I feel a very similar sentiment in Australia. Everything is poorly made and full of anti-features. It breaks prematurely, and software updates make it worse by disabling features, adding things I don't want, or holding functionality I already paid for to ransom as a subscription.

Warranties aren't worth the paper they're printed on. Every warranty claim I've made in the past 5 years (a fair few) has been a Kafka-esque nightmare of bouncing back and forth between reps who don't understand the issue, callbacks at inopportune times because of failure to understand timezones, and waiting for things to ship back and forth between repair centres across the country or overseas. Customer support is carefully crafted to be set up to fail, while still maintaining the plausible deniability of Hanlon's Razor. You may eventually get your widget repaired or replaced, but it'll cost you as much in time, effort, and frustration as it would have to just buy a new one. This is of course deliberate, but you'll never prove it. Companies exploit people's politeness and aversion to conflict by telling polite customers that there's nothing that can be done. You get nothing unless you dig your heels in and get combative with the rep who is just doing their job. And the consumer protection agencies are toothless tigers.
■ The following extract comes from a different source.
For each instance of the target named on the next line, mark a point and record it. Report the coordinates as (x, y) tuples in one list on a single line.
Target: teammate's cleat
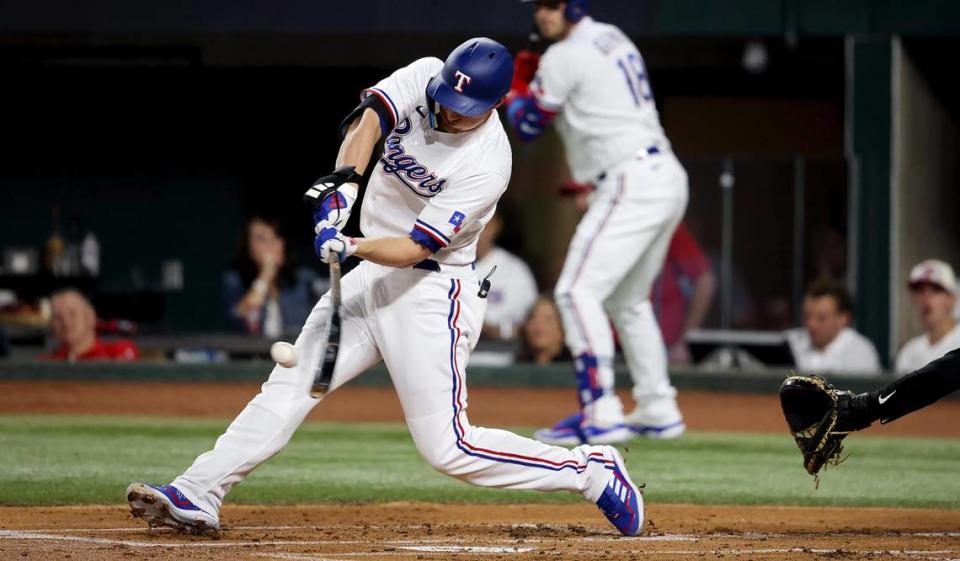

So now I don't buy new products unless there's no other option. Previously, buying new meant a product you could trust, and an assurance that they'd take care of you if something went wrong. Since that contract is broken, I see no point buying new. Especially not when last year's model often has more features, fewer anti-features, and better repairability than the current one. I'm not the only one responding like this: The snake cannot eat its own tail forever, and these companies will eventually discover that if they keep making their products shittier and shittier then people will just stop buying them. Especially once new competitors who need to build a reputation start to eat the established brands' lunches.

sbfriends 11 hours ago | parent | next [-]
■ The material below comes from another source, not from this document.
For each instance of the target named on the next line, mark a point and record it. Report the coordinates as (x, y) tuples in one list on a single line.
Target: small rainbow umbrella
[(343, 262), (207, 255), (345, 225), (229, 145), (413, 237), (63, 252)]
Australia's consumer guarantees cannot be replaced or excluded by warranties and offer huge protections for consumers who know how to exercise their rights. Companies try to apply friction to the process and I suspect that frustrates a lot of people to the point of giving up.

femto 11 hours ago | parent | next [-]

I'd encourage Australians not to muck around in this regard. Fair Trading gives explicit instructions:

1) Contact the organisation

2) Suggest a resolution

3) give them a reasonable time to respond (ie. not forever)

4) Be polite

5) Lodge a complaint with Fair Trading

The more people that do this, the less sellers will try to do people over.

https://www.nsw.gov.au/legal-and-justice/consumer-rights-and...

bigfatkitten 9 hours ago | parent [-]

(5) is often a waste of time, but filing an application in NCAT (or your state/territory’s equivalent) will get their attention.

m1llie_ 10 hours ago | parent | prev [-]

I used to think Australia's consumer protection legislation and enforcement agencies were the envy of the world, until I tried to actually exercise some of those rights. Companies will do everything they can to be as unhelpful and frustrating as possible while still following the letter of the law. It feels like something out of the Simple Sabotage Field Manual.

aucisson_masque 9 hours ago | parent | prev | next [-]

I don't mind paying a little more in exchange for good customer support. My internet provider has gone from having support in Arabic countries, that speak French good enough but don't really care about you, to support in France and it makes all the difference in the world.

I was astonished when I asked a question and the guy did actual research, called back and told me things that a simple Google search on my end wouldn't have find.

Usually it's very different, they either don't know/don't care or say things that are obviously false.

I believe it's also why Amazon took so much in popularity. If I got an issue with Amazon product, I know it well be dealt with swiftly, as long as it's sent by Amazon and not by a third party.

russelg 10 hours ago | parent | prev [-]

The key in Australia is to buy from a physical retailer. They often cannot give you the runaround as under consumer law, they're responsible for the resolution.

femto 10 hours ago | parent [-]

Online retailers are also responsible under the law, as the laws apply to all retailers.

In practical terms, if it's an online business with no Australian presence it makes it hard to apply the law. Overseas online companies with an Australian presence, such as Amazon, have been successfully prosecuted [1,2,3]. The ACCC is still working through responsibility for third-party sellers, but it seems to be the case that if it is fulfilled by Amazon then it is responsible.

[1] https://www.accc.gov.au/media-release/amazon-in-court-for-in...

[2] https://www.abc.net.au/news/2026-05-29/accc-sues-amazon-butt...

[3] https://www.accc.gov.au/media-release/accc-issues-takedown-r...

[4] https://www.choice.com.au/shopping/consumer-rights-and-advic...

russelg 9 hours ago | parent [-]

Yep, but it's a lot easier for an online retailer to avoid you and give you more hassle (oh you have to post it back to us etc).